In India, some analysts say India is already in a good position.
"We have sufficient weapons-grade plutonium for maintaining the minimum credible arsenal," said K. Santhanam, a defense expert in New Delhi, adding that the deal would not affect India's nuclear weapons program. "We are and can remain a regional power and should be able to vacate all nuclear threats."
Some analysts say the communist parties are using anti-Americanism surrounding the nuclear issue to court Muslim votes in a country with the world's second-largest Muslim population. The conservative Hindu nationalist Bharatiya Janata Party, or BJP, also wants to help sink the nuclear deal, saying it objects to it not on the basis of anti-American sentiments but because outsiders should not have control over India's foreign policy or its right to test weapons.
The U.S.-India agreement was made possible by the so-called Hyde Act, which was approved by the U.S. Congress last December and which created an exception to the U.S. policy of not cooperating on nuclear issues with countries that have not signed the Non-Proliferation Treaty.
Critics say the act is vague. It will create "a minefield of future misunderstanding between India and the U.S.," said Yashwant Sinha, a BJP leader and former foreign minister. "The U.S. and India have interpreted the agreement in two different ways. Unless you have a common understanding of what you are doing, you will run into problems."
But from the U.S. point of view, such statements are ironic.
"If they back out, they are looking a gift horse in the mouth," Zelikow said of the groups opposed to the nuclear agreement. "There has never been a hidden agenda to try and control India's foreign policy. Any problems with this deal are domestic and political posturing for a future election. Maybe this is something that India's democracy and civil society has to work through."
Relations between the United States and India historically have been antagonistic, a carry-over from the Cold War era, when India appeared to warm to the Soviet Union while the United States fostered ties with India's nemesis, Pakistan.
The relationship has improved in the past decade, because the two nations today share both people and politics.
With 2 million Americans of Indian origin living in the United States, India receives the largest number of U.S. visas, second only to Mexico, according to the U.S. Embassy in New Delhi. Trade between the two countries has also intensified, spurred largely by India's growing information technology industry.
Still, problems in the relationship remain. In May, Congress expressed "grave concerns" about India's friendly relationship with Iran, which has its own nuclear program. Indian officials are discussing with Iran the prospect of partnering in the construction of a natural gas pipeline.
A vote on Capitol Hill is expected on the nuclear deal in coming months. Meanwhile, India still needs to reach separate agreements concerning additional nuclear safeguards with global regulating agencies, the International Atomic Energy Agency and the Nuclear Suppliers Group.
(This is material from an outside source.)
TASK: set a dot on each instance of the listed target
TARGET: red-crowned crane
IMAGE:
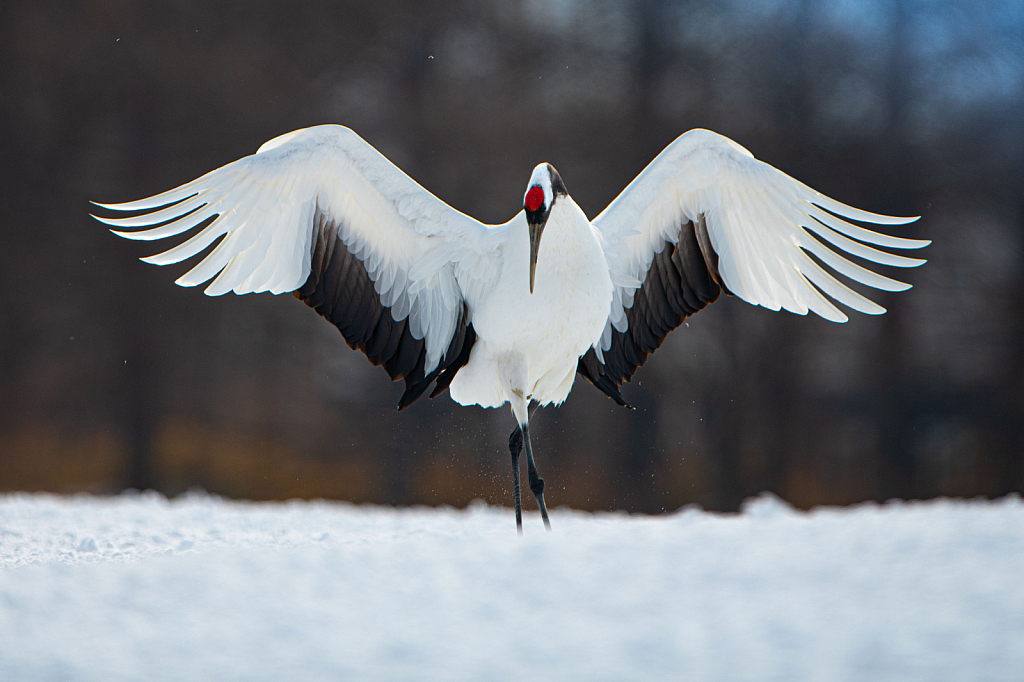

Even if India goes ahead with its plans, nuclear power will satisfy only about 8 percent of the country's current energy needs, nuclear analysts said.
"To make India's foreign policy and strategic autonomy hostage to the potential benefits of nuclear energy does not make any sense, except for the American imperative to bind India to its strategic designs in Asia," Prakash Karat, head of the country's Communist Party, wrote in the Hindu, an English-language daily newspaper.
Other analysts say that India should now have the economic and political confidence to solve its domestic political woes and go forward on the deal, lest the government appear immature on the world stage.
"This is extremely important for India's growth. It opens up avenues to power which we have not had access to in the past," said R.K. Pachauri, head of the Tata Energy Research Institute in New Delhi. "You can't expect the world to deliver us a blank check."